Client and engine are versioned independently via `client/VERSION` and `engine/VERSION`. Each has its own release script and git tag prefix.

### Release client

```bash
./release-client.sh --gitea              # patch bump, release via Gitea
./release-client.sh --github --minor     # minor bump, release via GitHub
./release-client.sh --gitea --no-increment  # release current version as-is
./release-client.sh --gitea --dry-run    # preview without doing anything
```

Creates tag `client-vX.Y.Z`, builds Go binaries for all platforms, and creates a Gitea/GitHub release with binaries attached.

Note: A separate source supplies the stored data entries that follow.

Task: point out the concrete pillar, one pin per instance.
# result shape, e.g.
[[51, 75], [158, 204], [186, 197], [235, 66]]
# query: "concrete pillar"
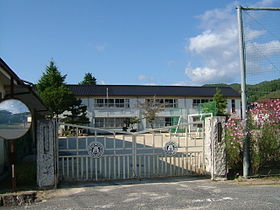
[[47, 171], [215, 147]]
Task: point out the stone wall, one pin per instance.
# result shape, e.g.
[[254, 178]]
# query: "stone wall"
[[47, 154], [215, 147]]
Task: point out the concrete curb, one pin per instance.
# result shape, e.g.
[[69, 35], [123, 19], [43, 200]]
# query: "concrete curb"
[[18, 199]]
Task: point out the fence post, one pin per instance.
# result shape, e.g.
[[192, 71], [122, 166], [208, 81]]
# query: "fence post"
[[215, 147]]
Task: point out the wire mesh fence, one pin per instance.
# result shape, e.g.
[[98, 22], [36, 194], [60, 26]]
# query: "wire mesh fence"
[[261, 32]]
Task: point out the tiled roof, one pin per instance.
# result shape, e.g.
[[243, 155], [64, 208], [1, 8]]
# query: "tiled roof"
[[145, 90]]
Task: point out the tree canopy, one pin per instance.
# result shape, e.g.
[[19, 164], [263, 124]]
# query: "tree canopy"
[[58, 97], [89, 79]]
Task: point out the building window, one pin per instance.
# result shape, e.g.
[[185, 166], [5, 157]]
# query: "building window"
[[111, 122], [233, 106], [112, 103], [198, 101], [166, 103]]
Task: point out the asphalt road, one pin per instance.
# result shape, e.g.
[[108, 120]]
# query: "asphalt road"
[[182, 193]]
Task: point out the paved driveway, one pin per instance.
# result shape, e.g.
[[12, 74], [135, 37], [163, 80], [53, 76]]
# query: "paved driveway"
[[183, 193]]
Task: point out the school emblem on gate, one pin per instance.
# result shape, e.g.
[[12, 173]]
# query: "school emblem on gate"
[[170, 148], [95, 149]]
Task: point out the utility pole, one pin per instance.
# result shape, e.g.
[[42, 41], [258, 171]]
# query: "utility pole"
[[246, 148]]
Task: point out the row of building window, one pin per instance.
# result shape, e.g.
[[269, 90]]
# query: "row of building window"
[[125, 103], [110, 122], [120, 122], [112, 102], [166, 103]]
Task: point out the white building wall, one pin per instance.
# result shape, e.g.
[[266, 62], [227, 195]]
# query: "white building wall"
[[2, 155], [185, 107]]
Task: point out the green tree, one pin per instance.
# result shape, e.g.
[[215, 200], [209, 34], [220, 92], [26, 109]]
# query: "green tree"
[[88, 79], [150, 109], [58, 97], [221, 102]]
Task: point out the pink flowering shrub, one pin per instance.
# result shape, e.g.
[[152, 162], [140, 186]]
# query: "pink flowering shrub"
[[234, 142], [263, 125]]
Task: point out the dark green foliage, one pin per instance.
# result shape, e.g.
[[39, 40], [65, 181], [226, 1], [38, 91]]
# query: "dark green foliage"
[[88, 79], [130, 122], [220, 101], [77, 113], [52, 89], [58, 97], [209, 107], [263, 90], [265, 148]]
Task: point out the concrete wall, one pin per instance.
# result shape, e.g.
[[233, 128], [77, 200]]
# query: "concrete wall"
[[184, 109], [215, 147], [2, 155]]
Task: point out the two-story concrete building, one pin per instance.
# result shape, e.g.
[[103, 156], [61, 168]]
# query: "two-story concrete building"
[[109, 105]]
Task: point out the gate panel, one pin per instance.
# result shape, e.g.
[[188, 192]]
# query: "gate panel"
[[130, 155]]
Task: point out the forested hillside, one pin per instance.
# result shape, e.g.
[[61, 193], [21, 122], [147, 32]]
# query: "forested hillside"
[[263, 90]]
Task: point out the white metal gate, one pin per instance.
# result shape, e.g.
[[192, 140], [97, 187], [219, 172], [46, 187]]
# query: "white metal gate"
[[109, 155]]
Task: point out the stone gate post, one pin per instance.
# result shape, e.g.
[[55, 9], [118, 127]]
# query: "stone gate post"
[[215, 147], [47, 170]]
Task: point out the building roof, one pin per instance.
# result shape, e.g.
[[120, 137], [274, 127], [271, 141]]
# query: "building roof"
[[145, 90]]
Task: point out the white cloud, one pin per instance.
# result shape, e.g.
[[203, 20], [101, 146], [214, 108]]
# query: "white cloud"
[[217, 46], [264, 50], [100, 47], [170, 63]]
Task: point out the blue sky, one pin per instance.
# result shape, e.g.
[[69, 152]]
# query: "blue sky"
[[161, 42]]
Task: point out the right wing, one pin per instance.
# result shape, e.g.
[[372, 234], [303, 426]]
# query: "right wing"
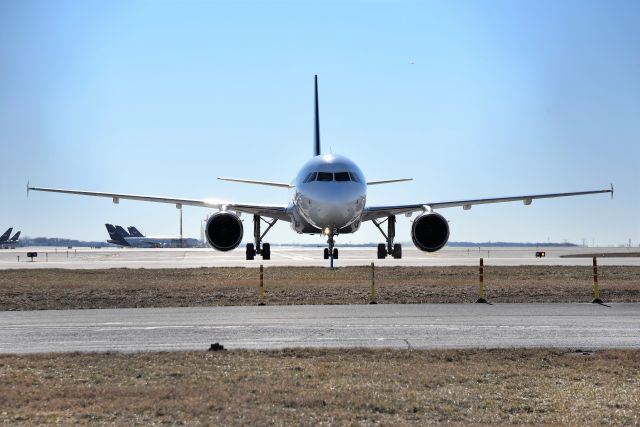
[[276, 212], [375, 212]]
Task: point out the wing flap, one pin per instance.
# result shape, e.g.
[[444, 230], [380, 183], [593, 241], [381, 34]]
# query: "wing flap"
[[254, 181], [270, 211]]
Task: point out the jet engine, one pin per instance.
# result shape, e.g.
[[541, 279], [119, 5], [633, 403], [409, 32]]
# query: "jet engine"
[[224, 231], [430, 232]]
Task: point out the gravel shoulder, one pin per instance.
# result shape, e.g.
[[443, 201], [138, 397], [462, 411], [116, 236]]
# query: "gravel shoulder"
[[337, 387]]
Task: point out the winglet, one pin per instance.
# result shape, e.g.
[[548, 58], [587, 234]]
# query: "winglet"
[[316, 134]]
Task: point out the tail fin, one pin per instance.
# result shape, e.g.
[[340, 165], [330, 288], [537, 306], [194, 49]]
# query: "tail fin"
[[316, 148], [115, 238], [134, 232], [6, 235], [122, 232]]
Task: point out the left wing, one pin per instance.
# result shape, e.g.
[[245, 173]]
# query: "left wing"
[[375, 212], [277, 212]]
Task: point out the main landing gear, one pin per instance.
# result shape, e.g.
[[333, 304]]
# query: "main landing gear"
[[259, 248], [389, 248]]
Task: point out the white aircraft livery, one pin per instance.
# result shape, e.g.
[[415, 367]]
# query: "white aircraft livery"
[[330, 198]]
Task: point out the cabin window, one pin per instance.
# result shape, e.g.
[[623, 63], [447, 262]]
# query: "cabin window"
[[325, 176], [310, 177]]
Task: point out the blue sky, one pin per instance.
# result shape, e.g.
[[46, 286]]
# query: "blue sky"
[[471, 99]]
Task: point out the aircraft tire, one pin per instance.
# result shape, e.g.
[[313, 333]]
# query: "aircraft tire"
[[266, 251], [397, 251]]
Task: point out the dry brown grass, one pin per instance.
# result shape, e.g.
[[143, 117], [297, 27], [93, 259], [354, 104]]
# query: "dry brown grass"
[[119, 288], [343, 387]]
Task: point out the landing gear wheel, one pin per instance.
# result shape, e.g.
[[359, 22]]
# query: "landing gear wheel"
[[251, 252], [397, 251], [266, 251]]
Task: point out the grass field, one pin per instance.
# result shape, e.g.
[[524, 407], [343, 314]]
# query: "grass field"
[[307, 387], [119, 288]]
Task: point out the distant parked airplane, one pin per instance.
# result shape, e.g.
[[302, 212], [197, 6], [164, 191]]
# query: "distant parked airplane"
[[5, 236], [120, 237], [329, 198], [9, 243], [134, 232]]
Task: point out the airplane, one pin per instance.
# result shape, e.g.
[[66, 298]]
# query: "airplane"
[[120, 237], [6, 235], [330, 194], [10, 243], [134, 232], [115, 237]]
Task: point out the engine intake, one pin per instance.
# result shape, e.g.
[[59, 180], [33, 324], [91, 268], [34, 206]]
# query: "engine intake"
[[430, 232], [224, 231]]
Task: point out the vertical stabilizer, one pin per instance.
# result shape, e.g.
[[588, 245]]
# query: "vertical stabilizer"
[[316, 145]]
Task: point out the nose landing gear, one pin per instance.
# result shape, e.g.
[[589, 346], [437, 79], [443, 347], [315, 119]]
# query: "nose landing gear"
[[259, 248], [395, 250], [331, 252]]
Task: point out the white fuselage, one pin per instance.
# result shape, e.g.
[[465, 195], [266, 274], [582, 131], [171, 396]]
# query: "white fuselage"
[[330, 195]]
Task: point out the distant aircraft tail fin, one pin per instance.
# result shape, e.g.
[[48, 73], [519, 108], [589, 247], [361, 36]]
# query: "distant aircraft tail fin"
[[122, 232], [115, 237], [6, 235], [134, 232], [316, 145]]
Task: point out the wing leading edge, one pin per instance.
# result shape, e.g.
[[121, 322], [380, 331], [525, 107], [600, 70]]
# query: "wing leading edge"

The client embeds a `MinEngineVersion` (from `client/MIN_ENGINE_VERSION`) and will hard-fail if the connected engine is too old.

### Release engine

```bash
./release-engine.sh --gitea              # patch bump, release via Gitea
./release-engine.sh --github --minor     # minor bump, release via GitHub
./release-engine.sh --gitea --no-increment  # release current version as-is
./release-engine.sh --gitea --dry-run    # preview without doing anything
```

Creates tag `engine-vX.Y.Z`, builds NVIDIA and ROCm Docker images, creates a Gitea/GitHub release, and pushes images to the registry.

### Checking versions

```bash
# Client
kb --version

# Engine
curl http://localhost:8000/api/v1/status | jq .version
```

### Docker images

Images are pushed to `docker.dcglab.co.uk/dcg/kb/engine` with tags:

- `engine-v2.0.6-nvidia` / `engine-v2.0.6-rocm` — versioned
- `latest-nvidia` / `latest-rocm` — latest release

Override the registry and org via environment variables:

```bash
REGISTRY=ghcr.io IMAGE_ORG=myorg ./release-engine.sh --github
```

## Future: ROCm runtime migration

The `onnxruntime-rocm` execution provider was removed from onnxruntime as of v1.23. AMD is pushing toward the **MIGraphX execution provider** as the replacement for ROCm GPU inference. When upgrading onnxruntime beyond v1.22, the ROCm Dockerfile will need to switch from `onnxruntime-rocm` to `onnxruntime` with the MIGraphX EP and install the `migraphx` runtime libraries instead.

## Claude Code skill

This tool is designed to be wrapped as a Claude Code skill. See `SKILL.md` for the skill definition.